Monday, November 14

OHIO REFERENDA RESULTS STATISTICALLY IMPOSSIBLE

A dry run for 2006? Terrifying. And it's barely a blip on the media screen.

Issue Two was designed to make it easier for Ohioans to vote early, by mail or in person. By election day, much of what it proposed was already put into law by the state legislature. Like Issue One, it was opposed by the Christian Right. But it had broad support from a wide range of Ohio citizen groups. In a conversation the day before the vote, Bill Todd, a primary official spokesperson for the opposition to Issues Two through Five, told attorney Cliff Arnebeck that he believed Issues Two and Three would pass.

The November 6 Dispatch poll showed Issue Two passing by a vote of 59% to 33%, with about 8% undecided, an even broader margin than that predicted for Issue One.

But on November 8, the official vote count showed Issue Two going down to defeat by the astonishing margin of 63.5% against, with just 36.5% in favor. To say the outcome is a virtual statistical impossibility is to understate the case. For the official vote count to square with the pre-vote Dispatch poll, support for the Issue had to drop more than 22 points, with virtually all the undecideds apparently going into the "no" column.

The numbers on Issue Three are even less likely.
...

Issue Three involved campaign finance reform. In a lame duck session at the end of 2004, Ohio's Republican legislature raised the limits for individual donations to $10,000 per candidate per person for anyone over the age of six. Thus a family of four could donate $40,000 to a single candidate. The law also opened the door for direct campaign donations from corporations, something banned by federal law since the administration of Theodore Roosevelt.

The GOP measure sparked howls of public outrage. Though again opposed by the Christian Right, Issue Three drew an extremely broad range of support from moderate bi-partisan citizen groups and newspapers throughout the state. The Sunday Dispatch poll showed it winning in a landslide, with 61% in favor and just 25% opposed.

Tuesday's official results showed Issue Three going down to defeat in perhaps the most astonishing reversal in Ohio history, claiming just 33% of the vote, with 67% opposed. For this to have happened, Issue Three's polled support had to drop 28 points, again with an apparent 100% opposition from the previously undecideds.

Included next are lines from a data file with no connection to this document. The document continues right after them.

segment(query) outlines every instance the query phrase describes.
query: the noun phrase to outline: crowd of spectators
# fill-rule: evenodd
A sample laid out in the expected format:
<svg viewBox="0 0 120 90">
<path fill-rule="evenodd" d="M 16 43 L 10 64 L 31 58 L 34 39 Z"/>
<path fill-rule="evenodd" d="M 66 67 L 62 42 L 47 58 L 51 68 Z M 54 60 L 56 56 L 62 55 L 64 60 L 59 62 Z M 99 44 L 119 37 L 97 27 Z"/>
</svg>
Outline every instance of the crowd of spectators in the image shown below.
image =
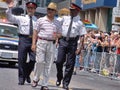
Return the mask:
<svg viewBox="0 0 120 90">
<path fill-rule="evenodd" d="M 76 57 L 76 61 L 78 56 Z M 79 57 L 80 69 L 107 75 L 120 76 L 120 33 L 88 30 L 84 36 L 84 50 Z M 78 63 L 78 62 L 76 62 Z M 75 68 L 78 64 L 75 65 Z M 73 74 L 76 74 L 76 69 Z"/>
</svg>

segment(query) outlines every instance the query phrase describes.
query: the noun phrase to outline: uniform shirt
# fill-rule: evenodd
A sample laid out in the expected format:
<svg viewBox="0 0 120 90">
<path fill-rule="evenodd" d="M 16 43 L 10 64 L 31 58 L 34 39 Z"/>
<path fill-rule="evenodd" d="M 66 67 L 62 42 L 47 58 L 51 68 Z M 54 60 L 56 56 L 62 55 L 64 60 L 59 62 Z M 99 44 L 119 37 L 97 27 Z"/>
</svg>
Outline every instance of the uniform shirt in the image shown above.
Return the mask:
<svg viewBox="0 0 120 90">
<path fill-rule="evenodd" d="M 62 18 L 58 18 L 58 20 L 62 25 L 62 36 L 66 37 L 71 21 L 71 16 L 63 16 Z M 80 16 L 77 15 L 76 17 L 73 17 L 70 37 L 76 37 L 77 35 L 81 36 L 86 33 L 86 28 L 84 24 L 80 21 Z"/>
<path fill-rule="evenodd" d="M 16 16 L 12 14 L 11 8 L 9 8 L 6 11 L 7 18 L 10 22 L 13 22 L 15 24 L 18 24 L 19 27 L 19 34 L 23 35 L 29 35 L 30 30 L 30 17 L 28 15 L 25 16 Z M 33 28 L 35 27 L 35 23 L 37 21 L 37 18 L 35 16 L 32 16 L 33 20 Z"/>
<path fill-rule="evenodd" d="M 39 18 L 34 28 L 38 31 L 38 37 L 53 40 L 54 33 L 61 33 L 61 24 L 57 19 L 50 21 L 47 16 Z"/>
</svg>

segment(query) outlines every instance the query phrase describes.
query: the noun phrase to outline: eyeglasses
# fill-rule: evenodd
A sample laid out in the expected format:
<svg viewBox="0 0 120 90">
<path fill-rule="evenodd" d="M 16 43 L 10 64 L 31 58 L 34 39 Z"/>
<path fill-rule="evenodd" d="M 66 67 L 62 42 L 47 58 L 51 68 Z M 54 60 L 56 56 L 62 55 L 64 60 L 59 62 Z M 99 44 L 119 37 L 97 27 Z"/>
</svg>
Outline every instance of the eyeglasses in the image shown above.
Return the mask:
<svg viewBox="0 0 120 90">
<path fill-rule="evenodd" d="M 51 9 L 51 8 L 47 8 L 47 10 L 49 10 L 49 11 L 56 11 L 55 9 Z"/>
</svg>

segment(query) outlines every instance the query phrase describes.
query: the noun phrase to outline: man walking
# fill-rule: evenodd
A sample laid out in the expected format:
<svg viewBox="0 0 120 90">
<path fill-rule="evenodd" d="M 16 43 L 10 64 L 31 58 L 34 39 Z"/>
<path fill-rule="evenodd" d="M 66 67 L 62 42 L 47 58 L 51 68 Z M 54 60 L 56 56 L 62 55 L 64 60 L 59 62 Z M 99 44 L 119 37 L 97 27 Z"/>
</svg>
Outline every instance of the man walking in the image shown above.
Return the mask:
<svg viewBox="0 0 120 90">
<path fill-rule="evenodd" d="M 33 33 L 32 50 L 36 51 L 36 63 L 32 87 L 37 86 L 40 75 L 43 73 L 40 90 L 49 90 L 48 80 L 55 52 L 54 43 L 61 36 L 61 25 L 54 18 L 56 12 L 57 5 L 51 2 L 47 7 L 47 15 L 38 19 Z"/>
<path fill-rule="evenodd" d="M 56 61 L 57 67 L 57 81 L 56 85 L 59 86 L 63 80 L 63 88 L 68 90 L 76 57 L 77 41 L 79 37 L 86 34 L 86 29 L 83 23 L 80 21 L 79 11 L 81 8 L 72 3 L 70 6 L 70 16 L 63 16 L 58 19 L 62 24 L 62 37 L 59 39 L 58 57 Z M 79 51 L 83 46 L 83 38 L 80 40 Z M 78 53 L 77 52 L 77 53 Z M 67 57 L 66 57 L 67 56 Z M 63 76 L 63 64 L 66 62 L 65 73 Z"/>
<path fill-rule="evenodd" d="M 35 53 L 31 50 L 32 32 L 37 18 L 34 16 L 37 4 L 34 2 L 27 2 L 27 15 L 15 16 L 12 14 L 14 3 L 11 0 L 8 3 L 7 18 L 10 22 L 18 24 L 19 27 L 19 45 L 18 45 L 18 79 L 19 85 L 24 85 L 25 80 L 30 83 L 30 73 L 35 64 Z M 29 54 L 29 62 L 27 62 L 27 55 Z"/>
</svg>

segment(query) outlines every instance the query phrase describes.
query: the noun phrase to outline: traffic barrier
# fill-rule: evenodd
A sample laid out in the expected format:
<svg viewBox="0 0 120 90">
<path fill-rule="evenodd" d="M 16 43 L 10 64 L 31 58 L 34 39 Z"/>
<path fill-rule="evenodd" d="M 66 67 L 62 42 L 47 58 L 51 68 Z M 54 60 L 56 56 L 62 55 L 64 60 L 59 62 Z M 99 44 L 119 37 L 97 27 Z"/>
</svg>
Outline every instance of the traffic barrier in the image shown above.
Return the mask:
<svg viewBox="0 0 120 90">
<path fill-rule="evenodd" d="M 92 52 L 91 50 L 83 50 L 81 67 L 85 71 L 90 71 L 110 77 L 111 79 L 120 79 L 120 55 L 116 52 Z"/>
</svg>

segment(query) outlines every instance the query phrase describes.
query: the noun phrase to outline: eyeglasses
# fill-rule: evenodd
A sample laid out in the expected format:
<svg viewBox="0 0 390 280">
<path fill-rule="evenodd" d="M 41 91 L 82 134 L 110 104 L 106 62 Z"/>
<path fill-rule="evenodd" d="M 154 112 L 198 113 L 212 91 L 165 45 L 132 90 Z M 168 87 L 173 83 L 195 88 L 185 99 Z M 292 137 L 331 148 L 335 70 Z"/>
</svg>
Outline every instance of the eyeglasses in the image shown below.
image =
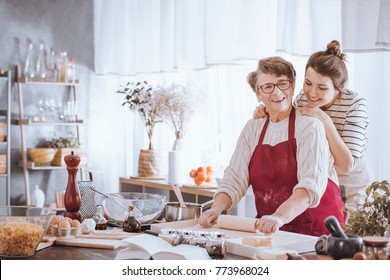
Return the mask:
<svg viewBox="0 0 390 280">
<path fill-rule="evenodd" d="M 261 86 L 258 86 L 264 93 L 271 93 L 274 91 L 275 86 L 277 86 L 280 90 L 289 89 L 291 85 L 290 80 L 281 80 L 276 84 L 268 83 Z"/>
</svg>

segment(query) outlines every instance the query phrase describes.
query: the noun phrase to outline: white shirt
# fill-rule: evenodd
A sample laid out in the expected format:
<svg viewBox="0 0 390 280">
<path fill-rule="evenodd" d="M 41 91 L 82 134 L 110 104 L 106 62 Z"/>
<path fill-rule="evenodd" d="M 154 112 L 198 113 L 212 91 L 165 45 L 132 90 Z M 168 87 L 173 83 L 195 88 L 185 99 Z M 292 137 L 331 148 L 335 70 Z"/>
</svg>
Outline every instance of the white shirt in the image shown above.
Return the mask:
<svg viewBox="0 0 390 280">
<path fill-rule="evenodd" d="M 229 166 L 219 183 L 217 193 L 225 192 L 236 206 L 245 196 L 249 181 L 249 161 L 259 141 L 266 119 L 251 119 L 242 130 Z M 328 177 L 336 184 L 337 176 L 333 169 L 333 157 L 329 151 L 325 129 L 315 118 L 296 112 L 295 138 L 297 142 L 298 183 L 294 186 L 304 188 L 310 196 L 310 207 L 316 207 L 325 192 Z M 263 144 L 275 146 L 288 140 L 288 118 L 274 123 L 269 122 Z M 281 175 L 282 176 L 282 175 Z"/>
</svg>

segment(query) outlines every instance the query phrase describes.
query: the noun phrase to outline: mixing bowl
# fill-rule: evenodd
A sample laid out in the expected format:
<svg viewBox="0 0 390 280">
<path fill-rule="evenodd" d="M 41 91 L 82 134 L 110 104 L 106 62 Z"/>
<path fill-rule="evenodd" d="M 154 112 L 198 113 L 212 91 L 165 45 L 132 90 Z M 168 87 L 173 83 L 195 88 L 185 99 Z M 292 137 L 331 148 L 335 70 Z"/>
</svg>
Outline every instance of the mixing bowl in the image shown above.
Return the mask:
<svg viewBox="0 0 390 280">
<path fill-rule="evenodd" d="M 34 255 L 54 215 L 47 208 L 0 206 L 0 256 Z"/>
<path fill-rule="evenodd" d="M 166 197 L 154 193 L 122 192 L 109 193 L 110 198 L 103 198 L 104 211 L 109 219 L 122 223 L 129 205 L 135 207 L 135 215 L 141 224 L 150 224 L 164 210 Z M 121 205 L 121 206 L 120 206 Z"/>
</svg>

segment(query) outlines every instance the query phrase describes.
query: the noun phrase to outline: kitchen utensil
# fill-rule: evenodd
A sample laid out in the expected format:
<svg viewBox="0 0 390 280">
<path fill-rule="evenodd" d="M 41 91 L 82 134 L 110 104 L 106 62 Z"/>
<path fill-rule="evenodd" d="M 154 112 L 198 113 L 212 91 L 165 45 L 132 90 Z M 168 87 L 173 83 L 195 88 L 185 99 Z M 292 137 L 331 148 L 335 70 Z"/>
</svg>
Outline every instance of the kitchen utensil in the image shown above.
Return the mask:
<svg viewBox="0 0 390 280">
<path fill-rule="evenodd" d="M 165 219 L 167 222 L 197 219 L 213 202 L 209 200 L 203 204 L 185 203 L 186 207 L 181 207 L 179 202 L 168 202 L 165 206 Z"/>
<path fill-rule="evenodd" d="M 181 194 L 180 187 L 178 185 L 172 185 L 172 189 L 175 192 L 177 199 L 179 200 L 180 207 L 187 207 Z"/>
<path fill-rule="evenodd" d="M 352 258 L 363 249 L 363 239 L 359 236 L 348 238 L 330 235 L 327 240 L 327 252 L 335 260 Z"/>
<path fill-rule="evenodd" d="M 348 239 L 348 236 L 345 234 L 344 230 L 341 228 L 340 223 L 335 216 L 329 216 L 324 220 L 324 225 L 330 231 L 334 237 L 342 237 Z"/>
<path fill-rule="evenodd" d="M 112 202 L 114 202 L 116 205 L 118 205 L 120 208 L 122 208 L 125 212 L 127 212 L 127 202 L 125 199 L 123 198 L 120 198 L 120 197 L 114 197 L 114 196 L 111 196 L 111 195 L 108 195 L 108 194 L 105 194 L 105 193 L 102 193 L 98 190 L 95 190 L 94 188 L 90 187 L 90 189 L 98 194 L 100 194 L 101 196 L 105 197 L 105 198 L 108 198 L 108 199 L 111 199 Z"/>
<path fill-rule="evenodd" d="M 155 193 L 139 193 L 139 192 L 122 192 L 116 194 L 107 194 L 109 198 L 102 199 L 102 205 L 105 212 L 108 215 L 109 221 L 115 221 L 123 223 L 125 219 L 125 214 L 123 207 L 119 206 L 117 198 L 120 201 L 122 206 L 128 207 L 133 205 L 138 209 L 139 213 L 135 216 L 141 223 L 141 225 L 150 224 L 154 222 L 164 210 L 166 197 L 165 195 L 155 194 Z M 114 198 L 114 199 L 112 199 Z"/>
</svg>

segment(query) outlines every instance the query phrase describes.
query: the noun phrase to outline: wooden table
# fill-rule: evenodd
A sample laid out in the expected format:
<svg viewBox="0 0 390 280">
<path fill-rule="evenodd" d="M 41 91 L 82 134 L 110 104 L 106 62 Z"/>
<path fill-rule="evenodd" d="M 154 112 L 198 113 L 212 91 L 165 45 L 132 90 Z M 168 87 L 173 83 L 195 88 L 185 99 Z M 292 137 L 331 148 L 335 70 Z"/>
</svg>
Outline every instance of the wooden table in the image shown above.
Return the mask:
<svg viewBox="0 0 390 280">
<path fill-rule="evenodd" d="M 180 188 L 184 201 L 204 203 L 213 198 L 215 189 Z M 141 180 L 131 178 L 119 178 L 120 192 L 158 193 L 167 196 L 167 201 L 178 201 L 173 192 L 172 185 L 166 180 Z"/>
</svg>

The reversals on both Issues Two and Three were statistically staggering, to say the least.
...
And thus the possible explanations for the staggering defeats of Issues Two through Five boil down to two: either the Dispatch polling---dead accurate for Issue One---was wildly wrong beyond all possible statistical margin of error for Issues 2-5, or the electronic machines on which Ohio and much of the nation conduct their elections were hacked by someone wanting to change the vote count.

If the latter is true, it can and will be done again, and we can forget forever about the state that has been essential to the election of every Republican presidential candidate since Lincoln.

And we can also, for all intents and purposes, forget about the future of American democracy.